The Electric Reliability Council of Texas, which manages most of the state grid, averted possible power disruptions by issuing an alert that required certain large customers to reduce their power use. The reductions are contained in agreements between such customers and the grid operator.
Dan Woodfin, ERCOT’s director of system operations, said in an interview Monday that the council schedules 2,800 megawatts of excess generation capacity in the system to ensure that the grid has enough power even if a plant unexpectedly goes offline. It periodically reviews and adjusts the amount of reserve capacity it tries to maintain during operations, Woodfin said .
Managers are required to issue alerts when reserves dip below 2,300 megawatts, which Woodfin said is still plenty to keep power flowing despite the emergency notice. It’s enough to power more than 1 million Texas homes under normal conditions, according to ERCOT estimates.
The agency tries to protect system reliability without keeping too much extra power online, and that means loss of a large plant may send the system into the reserve margin and require an alert. “We could increase the amount of generation even higher to have more reserves, but that costs money,” he said.
The incident Saturday appeared unrelated to low temperatures or high demand, the ingredients that combined with plant malfunctions on Jan. 6 to send the grid close to sequential regional shutdowns.
Instead, a malfunctioning power plant alone caused the margin of generation capacity above demand to drop below 2,300 megawatts around 9 a.m. Saturday, triggering the alerts.
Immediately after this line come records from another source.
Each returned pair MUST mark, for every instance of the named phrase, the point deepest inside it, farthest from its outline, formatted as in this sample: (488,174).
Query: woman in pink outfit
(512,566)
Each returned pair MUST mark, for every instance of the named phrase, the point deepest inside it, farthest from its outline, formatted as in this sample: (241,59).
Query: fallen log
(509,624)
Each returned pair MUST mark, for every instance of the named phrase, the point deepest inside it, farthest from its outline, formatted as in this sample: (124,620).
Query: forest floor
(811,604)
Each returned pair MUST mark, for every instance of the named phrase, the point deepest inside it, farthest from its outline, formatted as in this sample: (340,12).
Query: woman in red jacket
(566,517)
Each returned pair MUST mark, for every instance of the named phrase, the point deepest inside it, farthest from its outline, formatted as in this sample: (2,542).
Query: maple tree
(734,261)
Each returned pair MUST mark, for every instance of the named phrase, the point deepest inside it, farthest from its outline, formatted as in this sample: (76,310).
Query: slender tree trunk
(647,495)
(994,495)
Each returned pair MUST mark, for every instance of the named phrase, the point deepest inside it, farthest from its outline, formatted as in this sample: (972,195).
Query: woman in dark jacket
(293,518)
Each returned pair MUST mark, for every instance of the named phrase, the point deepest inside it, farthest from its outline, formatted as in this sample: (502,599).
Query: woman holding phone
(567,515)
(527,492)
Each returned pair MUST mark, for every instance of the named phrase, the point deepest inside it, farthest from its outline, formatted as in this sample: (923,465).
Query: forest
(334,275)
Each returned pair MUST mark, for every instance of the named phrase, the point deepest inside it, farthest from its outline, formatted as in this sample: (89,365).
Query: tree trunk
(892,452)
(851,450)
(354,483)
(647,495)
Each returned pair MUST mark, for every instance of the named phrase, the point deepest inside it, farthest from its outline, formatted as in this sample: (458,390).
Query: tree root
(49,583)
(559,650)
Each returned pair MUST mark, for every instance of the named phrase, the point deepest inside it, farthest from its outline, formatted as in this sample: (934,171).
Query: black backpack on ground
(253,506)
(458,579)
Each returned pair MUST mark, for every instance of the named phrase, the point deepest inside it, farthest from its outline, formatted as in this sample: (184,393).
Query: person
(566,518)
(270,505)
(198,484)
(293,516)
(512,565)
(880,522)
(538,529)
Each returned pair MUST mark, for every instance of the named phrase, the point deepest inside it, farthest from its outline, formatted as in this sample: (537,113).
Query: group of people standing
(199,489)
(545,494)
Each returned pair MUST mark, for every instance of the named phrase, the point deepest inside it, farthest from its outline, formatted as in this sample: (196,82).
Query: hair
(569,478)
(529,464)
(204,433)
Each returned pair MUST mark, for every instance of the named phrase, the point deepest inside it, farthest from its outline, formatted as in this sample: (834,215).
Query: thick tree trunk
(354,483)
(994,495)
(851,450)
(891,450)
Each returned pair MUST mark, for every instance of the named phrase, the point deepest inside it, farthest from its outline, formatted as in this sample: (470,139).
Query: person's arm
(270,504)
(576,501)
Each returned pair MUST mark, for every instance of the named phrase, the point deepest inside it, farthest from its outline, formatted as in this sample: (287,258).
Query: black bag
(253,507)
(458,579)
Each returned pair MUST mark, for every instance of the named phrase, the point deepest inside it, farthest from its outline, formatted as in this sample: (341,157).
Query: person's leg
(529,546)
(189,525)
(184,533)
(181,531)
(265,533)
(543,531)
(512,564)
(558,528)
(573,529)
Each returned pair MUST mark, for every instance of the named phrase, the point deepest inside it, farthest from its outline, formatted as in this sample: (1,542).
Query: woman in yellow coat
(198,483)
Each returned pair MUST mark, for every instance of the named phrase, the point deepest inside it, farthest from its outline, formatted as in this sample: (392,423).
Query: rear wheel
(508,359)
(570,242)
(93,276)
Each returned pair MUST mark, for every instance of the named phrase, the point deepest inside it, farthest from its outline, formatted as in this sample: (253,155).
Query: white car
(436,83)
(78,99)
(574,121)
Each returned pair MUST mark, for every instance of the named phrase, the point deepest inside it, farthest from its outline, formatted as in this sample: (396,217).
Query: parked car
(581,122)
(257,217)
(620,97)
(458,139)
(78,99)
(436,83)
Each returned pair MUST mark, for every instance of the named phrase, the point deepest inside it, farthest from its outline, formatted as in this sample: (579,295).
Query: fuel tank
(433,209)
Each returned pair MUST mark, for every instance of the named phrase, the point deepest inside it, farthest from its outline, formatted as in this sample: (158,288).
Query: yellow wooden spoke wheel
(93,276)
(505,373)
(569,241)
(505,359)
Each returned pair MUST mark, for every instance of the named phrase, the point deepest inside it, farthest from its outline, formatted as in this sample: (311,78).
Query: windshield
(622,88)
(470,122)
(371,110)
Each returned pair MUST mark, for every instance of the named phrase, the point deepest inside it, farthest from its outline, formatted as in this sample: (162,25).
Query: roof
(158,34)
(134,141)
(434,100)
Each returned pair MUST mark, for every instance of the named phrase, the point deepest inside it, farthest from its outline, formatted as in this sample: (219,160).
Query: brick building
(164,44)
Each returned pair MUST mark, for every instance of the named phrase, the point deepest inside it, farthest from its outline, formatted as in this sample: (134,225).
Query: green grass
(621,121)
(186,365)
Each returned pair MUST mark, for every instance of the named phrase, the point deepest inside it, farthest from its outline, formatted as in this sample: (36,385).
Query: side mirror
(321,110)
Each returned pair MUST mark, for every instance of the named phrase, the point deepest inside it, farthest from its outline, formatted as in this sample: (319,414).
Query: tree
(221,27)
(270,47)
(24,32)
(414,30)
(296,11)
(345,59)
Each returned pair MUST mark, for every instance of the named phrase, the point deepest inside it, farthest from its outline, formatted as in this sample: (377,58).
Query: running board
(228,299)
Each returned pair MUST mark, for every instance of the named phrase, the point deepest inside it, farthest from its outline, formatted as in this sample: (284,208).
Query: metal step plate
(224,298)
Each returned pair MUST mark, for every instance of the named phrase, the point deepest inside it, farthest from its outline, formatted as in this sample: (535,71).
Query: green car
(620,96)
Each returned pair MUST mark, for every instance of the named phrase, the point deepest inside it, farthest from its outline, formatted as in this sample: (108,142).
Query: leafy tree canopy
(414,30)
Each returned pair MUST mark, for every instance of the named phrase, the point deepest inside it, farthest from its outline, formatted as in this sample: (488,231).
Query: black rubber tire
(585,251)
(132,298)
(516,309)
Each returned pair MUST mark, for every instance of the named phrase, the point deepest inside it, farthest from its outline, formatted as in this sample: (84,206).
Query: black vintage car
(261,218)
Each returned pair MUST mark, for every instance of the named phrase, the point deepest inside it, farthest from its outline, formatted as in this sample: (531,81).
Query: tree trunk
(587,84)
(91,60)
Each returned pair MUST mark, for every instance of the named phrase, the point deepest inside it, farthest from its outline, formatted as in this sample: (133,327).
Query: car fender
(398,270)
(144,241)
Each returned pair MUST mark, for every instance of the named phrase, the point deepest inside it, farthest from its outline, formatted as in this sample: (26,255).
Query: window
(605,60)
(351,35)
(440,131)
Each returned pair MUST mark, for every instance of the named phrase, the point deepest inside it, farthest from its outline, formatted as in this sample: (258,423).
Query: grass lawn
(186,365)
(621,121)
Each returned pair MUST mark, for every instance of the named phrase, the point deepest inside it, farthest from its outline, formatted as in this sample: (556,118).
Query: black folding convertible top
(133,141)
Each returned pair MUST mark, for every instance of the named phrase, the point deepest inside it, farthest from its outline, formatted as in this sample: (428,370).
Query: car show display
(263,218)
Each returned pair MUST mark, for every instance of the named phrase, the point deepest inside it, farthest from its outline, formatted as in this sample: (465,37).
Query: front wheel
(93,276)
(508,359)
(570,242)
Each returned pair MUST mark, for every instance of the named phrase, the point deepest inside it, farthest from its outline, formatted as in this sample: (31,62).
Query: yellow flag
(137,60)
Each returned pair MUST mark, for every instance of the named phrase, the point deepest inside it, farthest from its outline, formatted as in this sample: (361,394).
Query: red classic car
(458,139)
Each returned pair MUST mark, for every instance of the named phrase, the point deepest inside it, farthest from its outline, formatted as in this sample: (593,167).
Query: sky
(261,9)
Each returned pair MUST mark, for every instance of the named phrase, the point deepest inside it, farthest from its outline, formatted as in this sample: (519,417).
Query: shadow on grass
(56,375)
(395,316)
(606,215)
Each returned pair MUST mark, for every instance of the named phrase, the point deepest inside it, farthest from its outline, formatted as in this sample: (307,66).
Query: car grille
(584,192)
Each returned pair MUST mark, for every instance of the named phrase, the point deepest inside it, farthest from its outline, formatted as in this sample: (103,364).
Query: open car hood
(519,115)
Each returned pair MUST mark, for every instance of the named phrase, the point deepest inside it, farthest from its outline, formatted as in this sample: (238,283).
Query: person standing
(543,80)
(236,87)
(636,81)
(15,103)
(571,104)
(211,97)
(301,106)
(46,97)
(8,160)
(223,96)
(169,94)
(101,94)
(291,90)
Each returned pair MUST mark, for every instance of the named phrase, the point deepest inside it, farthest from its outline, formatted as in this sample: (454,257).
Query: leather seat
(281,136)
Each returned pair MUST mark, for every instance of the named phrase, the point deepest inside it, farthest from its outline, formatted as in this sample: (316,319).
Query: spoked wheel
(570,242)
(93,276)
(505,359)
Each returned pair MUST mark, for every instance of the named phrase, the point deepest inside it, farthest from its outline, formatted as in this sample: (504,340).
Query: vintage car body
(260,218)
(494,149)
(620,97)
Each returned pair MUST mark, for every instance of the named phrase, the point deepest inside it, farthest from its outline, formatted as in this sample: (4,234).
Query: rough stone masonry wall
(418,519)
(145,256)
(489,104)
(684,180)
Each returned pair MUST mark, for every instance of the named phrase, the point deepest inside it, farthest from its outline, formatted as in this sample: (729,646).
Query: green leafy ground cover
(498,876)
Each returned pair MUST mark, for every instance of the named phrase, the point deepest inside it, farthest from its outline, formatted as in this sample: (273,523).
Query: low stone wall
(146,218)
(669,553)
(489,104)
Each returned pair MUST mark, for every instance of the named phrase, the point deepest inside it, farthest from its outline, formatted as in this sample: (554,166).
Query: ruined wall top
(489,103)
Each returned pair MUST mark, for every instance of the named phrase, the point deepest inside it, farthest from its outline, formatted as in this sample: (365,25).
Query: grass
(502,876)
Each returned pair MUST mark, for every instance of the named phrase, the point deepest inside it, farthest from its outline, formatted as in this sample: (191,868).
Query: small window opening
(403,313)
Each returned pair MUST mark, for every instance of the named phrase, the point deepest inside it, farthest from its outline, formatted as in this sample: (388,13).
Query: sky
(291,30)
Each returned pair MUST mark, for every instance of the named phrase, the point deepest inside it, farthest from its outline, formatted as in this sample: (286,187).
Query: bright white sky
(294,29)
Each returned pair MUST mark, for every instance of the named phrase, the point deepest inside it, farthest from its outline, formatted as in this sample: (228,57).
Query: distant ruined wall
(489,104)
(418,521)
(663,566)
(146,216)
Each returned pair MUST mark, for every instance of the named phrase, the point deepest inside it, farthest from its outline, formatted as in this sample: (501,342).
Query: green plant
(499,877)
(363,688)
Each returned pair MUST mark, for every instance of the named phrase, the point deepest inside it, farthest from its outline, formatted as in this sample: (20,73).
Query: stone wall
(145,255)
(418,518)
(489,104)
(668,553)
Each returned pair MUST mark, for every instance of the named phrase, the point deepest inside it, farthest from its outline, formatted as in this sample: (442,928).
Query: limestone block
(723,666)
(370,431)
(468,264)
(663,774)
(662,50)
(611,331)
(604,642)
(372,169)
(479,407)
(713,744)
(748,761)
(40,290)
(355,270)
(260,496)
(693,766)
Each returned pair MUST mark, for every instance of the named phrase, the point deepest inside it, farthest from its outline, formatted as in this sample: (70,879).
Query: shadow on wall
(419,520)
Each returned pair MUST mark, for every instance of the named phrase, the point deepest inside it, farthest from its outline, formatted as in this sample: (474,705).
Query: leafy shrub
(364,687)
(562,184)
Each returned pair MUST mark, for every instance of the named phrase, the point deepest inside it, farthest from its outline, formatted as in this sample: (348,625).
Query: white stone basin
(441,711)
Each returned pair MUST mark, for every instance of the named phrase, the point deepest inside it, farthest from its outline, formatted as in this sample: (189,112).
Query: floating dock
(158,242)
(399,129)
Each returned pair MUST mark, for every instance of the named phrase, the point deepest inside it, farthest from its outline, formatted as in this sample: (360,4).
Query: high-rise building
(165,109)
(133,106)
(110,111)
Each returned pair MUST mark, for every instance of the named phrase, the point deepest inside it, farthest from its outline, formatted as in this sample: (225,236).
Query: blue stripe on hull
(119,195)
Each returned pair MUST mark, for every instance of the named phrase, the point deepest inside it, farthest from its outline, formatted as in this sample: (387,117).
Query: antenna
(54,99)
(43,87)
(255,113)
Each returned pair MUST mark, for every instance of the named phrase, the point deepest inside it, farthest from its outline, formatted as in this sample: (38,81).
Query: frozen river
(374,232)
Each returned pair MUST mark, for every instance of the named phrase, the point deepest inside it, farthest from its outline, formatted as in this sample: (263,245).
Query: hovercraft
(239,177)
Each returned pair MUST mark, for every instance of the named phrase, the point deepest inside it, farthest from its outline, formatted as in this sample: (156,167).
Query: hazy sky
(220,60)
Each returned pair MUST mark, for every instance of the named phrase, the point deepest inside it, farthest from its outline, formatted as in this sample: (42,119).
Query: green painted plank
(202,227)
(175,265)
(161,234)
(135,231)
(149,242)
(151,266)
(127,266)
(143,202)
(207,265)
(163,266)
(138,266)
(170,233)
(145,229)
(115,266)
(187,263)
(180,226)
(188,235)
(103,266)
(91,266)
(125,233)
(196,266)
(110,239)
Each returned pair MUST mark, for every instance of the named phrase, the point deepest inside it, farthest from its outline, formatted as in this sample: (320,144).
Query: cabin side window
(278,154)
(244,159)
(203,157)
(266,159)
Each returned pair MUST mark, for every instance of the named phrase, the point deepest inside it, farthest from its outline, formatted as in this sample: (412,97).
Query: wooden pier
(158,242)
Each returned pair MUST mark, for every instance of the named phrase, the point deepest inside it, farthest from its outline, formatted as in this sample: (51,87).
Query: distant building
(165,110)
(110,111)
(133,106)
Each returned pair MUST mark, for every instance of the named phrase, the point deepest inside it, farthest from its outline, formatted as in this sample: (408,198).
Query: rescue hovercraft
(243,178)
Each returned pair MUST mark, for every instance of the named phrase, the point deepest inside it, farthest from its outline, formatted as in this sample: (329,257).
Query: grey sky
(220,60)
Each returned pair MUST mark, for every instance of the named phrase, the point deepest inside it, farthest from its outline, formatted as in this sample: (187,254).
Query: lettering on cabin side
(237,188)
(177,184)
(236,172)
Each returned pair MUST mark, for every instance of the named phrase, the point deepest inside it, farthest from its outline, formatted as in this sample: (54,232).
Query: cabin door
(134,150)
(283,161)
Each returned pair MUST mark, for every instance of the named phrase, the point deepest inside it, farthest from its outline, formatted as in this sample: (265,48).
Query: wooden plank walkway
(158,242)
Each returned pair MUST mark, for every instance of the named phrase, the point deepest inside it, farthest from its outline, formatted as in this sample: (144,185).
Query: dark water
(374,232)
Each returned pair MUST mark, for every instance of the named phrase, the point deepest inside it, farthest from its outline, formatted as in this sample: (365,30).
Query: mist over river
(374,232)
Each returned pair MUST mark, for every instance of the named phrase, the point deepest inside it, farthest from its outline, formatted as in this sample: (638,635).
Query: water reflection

The agency declined to identify the plant involved.
“Additional generation was available, it just took some time to ramp it up,” ERCOT spokeswoman Robbie Searcy said. “At no time did reserves drop to a dangerous level so that reliability was threatened.”
Some of the emailed alerts asked customers to raise thermostat settings to 78 degrees, typically a summer response intended to reduce demand from air conditioners. Searcy said the automated alerts contained a summer message, and that the agency is working to correct its messaging system.
Regulators, industry officials and politicians have been debating whether Texas has sufficient capacity to provide power to its growing population–particularly since air conditioning use during recent summers has pushed demand to record highs.
But overall capacity wasn’t a major factor in the incidents Jan. 6 and Saturday. The grid operator blamed those events on malfunctions of generators that were scheduled to be operating on winter days when many plants were down for scheduled maintenance or mothballed for the season.
Last fall the Reliability Council said the system had plenty of capacity for the winter, even if cold weather boosted demand for home heating.
Warren Lasher, ERCOT’s director of system planning, said in an interview then that 75,000 megawatts of capacity would be available from December through February.
But all available capacity typically isn’t scheduled on a given day. On Saturday morning, the grid went into the emergency situation despite mild temperatures and power demand of less than 40,000 megawatts.
The response system kept power flowing, and grid conditions returned to normal in less than an hour.
But at least one specialist outside of ERCOT says the need for emergency measures to maintain grid stability twice in less than two weeks should raise alarms.
“ERCOT is only going to activate the emergency alerts if it believes there is a significant challenge to reliability,” said Ed Hirs, an energy economic professor at the University of Houston who specializes in electricity markets. “During the emergency a couple of weeks ago, we had to import power from Mexico. Do we really want to have to rely on Mexican power plants to keep our grid reliable?”